Surgery is the specialty of medicine that treats diseases and disorders by cutting, removing or changing the body with an operative procedure that opens the body for therapy. This definition is slowly changing, as new procedures do not require an opening into the body to perform procedures.
What’s the Difference Between an Operation and Surgery?
The term operation is a synonym for surgery. “Operation” is usually considered to be a more casual term. Some individuals may say “I need to have an operation” and others will say “I’m planning to have surgery.” Both terms are correct.
What Surgery Means
Surgery simply means opening the human body and cutting tissues to treat problems that arise in the body.

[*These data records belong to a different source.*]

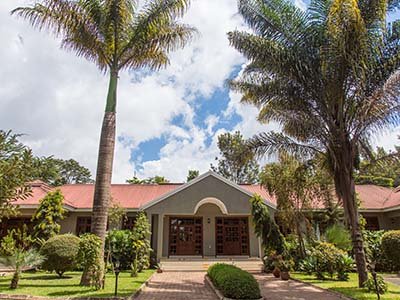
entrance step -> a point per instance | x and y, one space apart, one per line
202 264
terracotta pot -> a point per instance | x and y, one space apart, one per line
276 272
285 275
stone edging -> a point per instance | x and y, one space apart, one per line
217 292
29 297
340 295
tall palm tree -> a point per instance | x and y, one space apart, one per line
115 35
328 76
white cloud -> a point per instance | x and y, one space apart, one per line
58 99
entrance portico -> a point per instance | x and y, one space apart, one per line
207 217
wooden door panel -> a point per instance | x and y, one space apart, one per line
186 236
232 236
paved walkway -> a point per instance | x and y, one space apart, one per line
191 285
179 286
276 289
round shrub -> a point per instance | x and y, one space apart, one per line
60 253
391 247
234 282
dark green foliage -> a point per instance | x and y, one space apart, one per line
16 166
58 172
141 243
48 216
265 227
376 180
234 282
236 162
119 247
391 247
90 259
60 253
379 287
326 258
339 236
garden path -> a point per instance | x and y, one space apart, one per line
187 285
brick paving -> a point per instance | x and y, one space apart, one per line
177 286
276 289
191 285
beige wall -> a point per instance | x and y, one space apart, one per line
184 203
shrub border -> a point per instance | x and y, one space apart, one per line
218 293
29 297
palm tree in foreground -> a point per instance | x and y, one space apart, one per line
115 35
329 77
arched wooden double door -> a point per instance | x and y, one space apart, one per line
232 235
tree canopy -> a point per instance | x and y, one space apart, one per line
329 77
236 163
16 167
56 172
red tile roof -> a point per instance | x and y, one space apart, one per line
133 196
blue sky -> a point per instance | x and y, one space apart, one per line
167 121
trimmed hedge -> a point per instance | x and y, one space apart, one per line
391 247
60 253
234 282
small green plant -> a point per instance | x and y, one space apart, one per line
380 287
234 282
48 216
18 254
339 236
60 253
141 244
391 247
89 257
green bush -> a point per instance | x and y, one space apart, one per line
339 236
380 287
234 282
119 247
391 247
326 258
60 253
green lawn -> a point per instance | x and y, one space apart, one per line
349 288
45 284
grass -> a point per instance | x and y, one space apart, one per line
349 288
46 284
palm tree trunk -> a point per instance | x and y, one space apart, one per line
102 191
345 188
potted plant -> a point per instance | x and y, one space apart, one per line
277 260
285 266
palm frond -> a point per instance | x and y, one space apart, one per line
271 143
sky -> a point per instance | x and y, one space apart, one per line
167 121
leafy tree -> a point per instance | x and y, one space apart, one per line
328 76
265 226
16 165
58 172
115 35
296 185
48 216
380 167
141 244
192 174
236 163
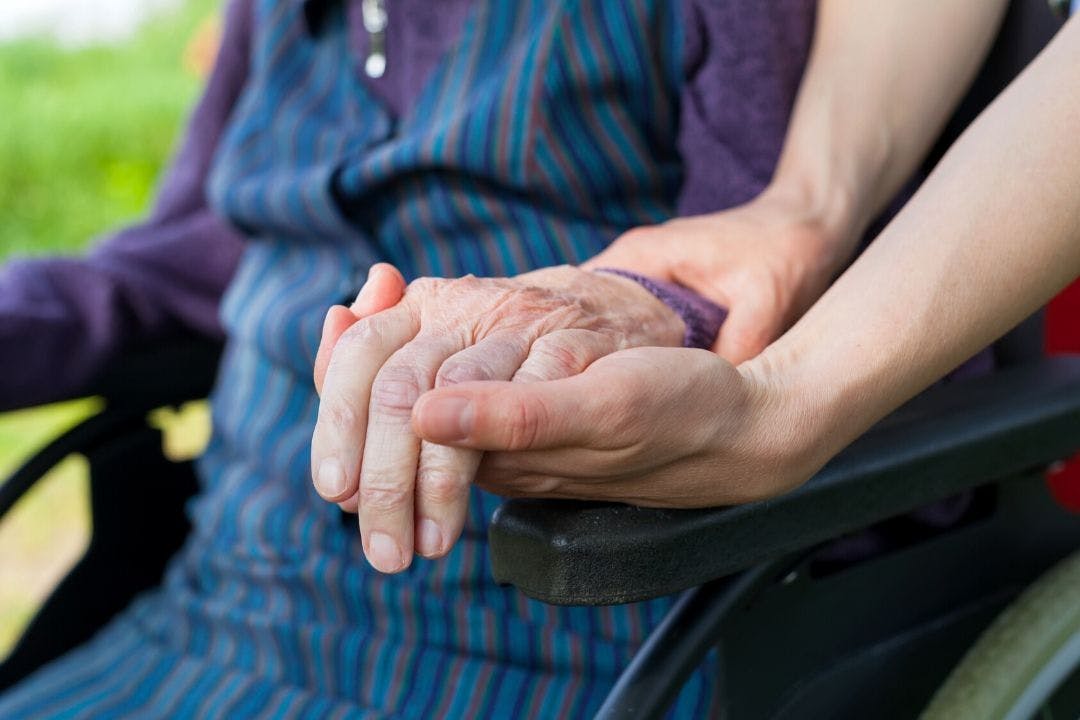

This may mean removing tissue, altering tissue or simply changing the way the human body works with treatments performed inside the body, typically under anesthesia.
Surgery can mean a minor outpatient procedure that take hours or days for a full recovery (such as a carpal tunnel release), or may be a major procedure that treats life-threatening issues, such as a heart transplant.
When Surgery Is Performed
Surgery carries certain risks, including reactions to anesthesia and infection. As a result, it is usually recommended only when other, less risky options have proven to be unsuccessful. There are, however, many situations in which surgery is elective, meaning that the patient chooses surgery even though it is not necessary to alleviate or cure a disease.
Emergency or urgent surgeries are performed in emergencies or when a disease or injury cannot be otherwise treated. Examples of necessary surgeries include:
- Surgical repair of a complex broken limb
- Removal of malfunctioning body parts (removal of the appendix, gallbladder, kidney stones, etc.)
- Removal of foreign objects (bullets or shrapnel, for example)
- Caesarean section for a risky or complicated birth
Elective surgeries are performed at a time selected by patient and surgeon, for a variety of reasons. Elective surgery may be cosmetic (plastic surgery), medically desirable (fusing bones to relieve pain from a herniated disk), or medically necessary (removal of a cancerous tumor).
Types of Surgery
Until recently, all surgery involved cutting a patient open with a scalpel in order to remove, repair, or replace something inside the body. Over the last few decades, however, new types of surgery have been developed. These are less invasive, meaning there is less cutting required. Less cutting reduces the pain, risk, and potential side effects related to surgery.
Examples of less invasive surgical techniques include:
- Laparoscopy (and micro-laparoscopy) involves surgery using miniaturized instruments. The surgeon cuts only a tiny hole to introduce the instruments and guides the instruments using a laparoscope (something like a telescope with a light).
- NOTES procedures, which allow the surgeon to conduct surgery by using existing “natural orifices” in the body.